While Jensen acted (she made her debut in a 1974 episode of TV’s popular cop-procedural, McCloud, and had a support role in the ’80s slasher Don’t Answer the Phone) and helped co-produce David’s later films, she was primary known as a musician and songwriter. Her credits include the songs “Walk the Floor” and “Hello Heartbreak” — both sung by David — and “History Hall” and “Shot Full of You Love” — both sung by Gail — for Larry Cohen’s Maniac Cop. Her biggest success as a songwriter was the Lee Majors-sung “Unknown Stuntman,” which she co-wrote with Glen Larson and Dave Somerville (Larson were both members of — but not at the same time — The Four Preps; Somerville went onto greater fame with the ’50s vocal quartet, The Diamonds). Jensen also wrote the 1977 single “Prairie Dog Blues” for McCloud actor Dennis Weaver. (You can also check out David Carradine’s songwriting and singing with “Divining Rod” featured in Roadside Prophets.)

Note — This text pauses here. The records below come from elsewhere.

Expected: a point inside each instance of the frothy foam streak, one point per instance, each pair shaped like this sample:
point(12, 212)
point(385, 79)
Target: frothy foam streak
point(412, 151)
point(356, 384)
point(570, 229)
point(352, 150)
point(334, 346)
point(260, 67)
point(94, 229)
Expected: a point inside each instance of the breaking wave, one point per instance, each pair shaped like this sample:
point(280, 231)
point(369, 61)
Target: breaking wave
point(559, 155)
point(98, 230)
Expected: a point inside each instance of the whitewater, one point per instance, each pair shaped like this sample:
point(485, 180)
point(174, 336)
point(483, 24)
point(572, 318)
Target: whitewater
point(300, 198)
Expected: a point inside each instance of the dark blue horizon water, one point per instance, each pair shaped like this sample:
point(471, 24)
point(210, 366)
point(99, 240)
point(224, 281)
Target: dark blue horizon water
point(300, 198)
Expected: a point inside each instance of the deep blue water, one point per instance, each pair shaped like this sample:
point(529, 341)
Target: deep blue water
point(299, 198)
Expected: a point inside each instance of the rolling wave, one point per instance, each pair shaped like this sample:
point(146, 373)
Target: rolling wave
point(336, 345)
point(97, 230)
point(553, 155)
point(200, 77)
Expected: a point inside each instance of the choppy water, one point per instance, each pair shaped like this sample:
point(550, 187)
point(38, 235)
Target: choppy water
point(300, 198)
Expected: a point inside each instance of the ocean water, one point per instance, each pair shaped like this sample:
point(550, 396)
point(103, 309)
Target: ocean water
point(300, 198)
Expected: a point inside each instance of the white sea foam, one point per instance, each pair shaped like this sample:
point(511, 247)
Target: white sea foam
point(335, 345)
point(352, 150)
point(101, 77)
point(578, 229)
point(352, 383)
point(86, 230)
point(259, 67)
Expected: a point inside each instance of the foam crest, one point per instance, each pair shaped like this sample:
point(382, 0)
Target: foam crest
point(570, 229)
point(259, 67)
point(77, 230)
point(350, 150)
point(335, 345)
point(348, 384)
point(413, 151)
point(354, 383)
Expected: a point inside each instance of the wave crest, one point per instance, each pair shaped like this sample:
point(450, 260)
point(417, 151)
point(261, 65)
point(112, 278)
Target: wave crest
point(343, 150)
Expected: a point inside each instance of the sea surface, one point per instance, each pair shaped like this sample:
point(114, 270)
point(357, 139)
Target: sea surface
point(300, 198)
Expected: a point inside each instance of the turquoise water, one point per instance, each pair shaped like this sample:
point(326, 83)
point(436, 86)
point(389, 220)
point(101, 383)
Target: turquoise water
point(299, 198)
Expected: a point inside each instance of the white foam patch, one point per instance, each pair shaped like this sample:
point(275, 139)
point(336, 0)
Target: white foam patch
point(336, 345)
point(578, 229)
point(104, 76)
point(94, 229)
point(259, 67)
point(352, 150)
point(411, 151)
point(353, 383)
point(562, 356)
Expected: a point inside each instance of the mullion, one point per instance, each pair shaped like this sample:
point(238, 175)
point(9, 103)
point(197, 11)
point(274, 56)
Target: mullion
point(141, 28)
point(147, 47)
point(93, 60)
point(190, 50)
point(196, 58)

Unfortunately, when you Google Gail Jensen to learn more about her music career, all links lead to her disclosure of David Carradine’s kinky sex proclivities, which led to his death. For the curiosity seekers of the dark side of Hollywood, you can learn more about the legal fallout of David’s — and eventually Gail’s — deaths via the IMDb’s news section on Gail Jensen (and that page with the press links has now been wiped; you’re on your own with Google).
Personally, I much rather know more about Gail’s music career — which Hollywood seems to have swept under the rug.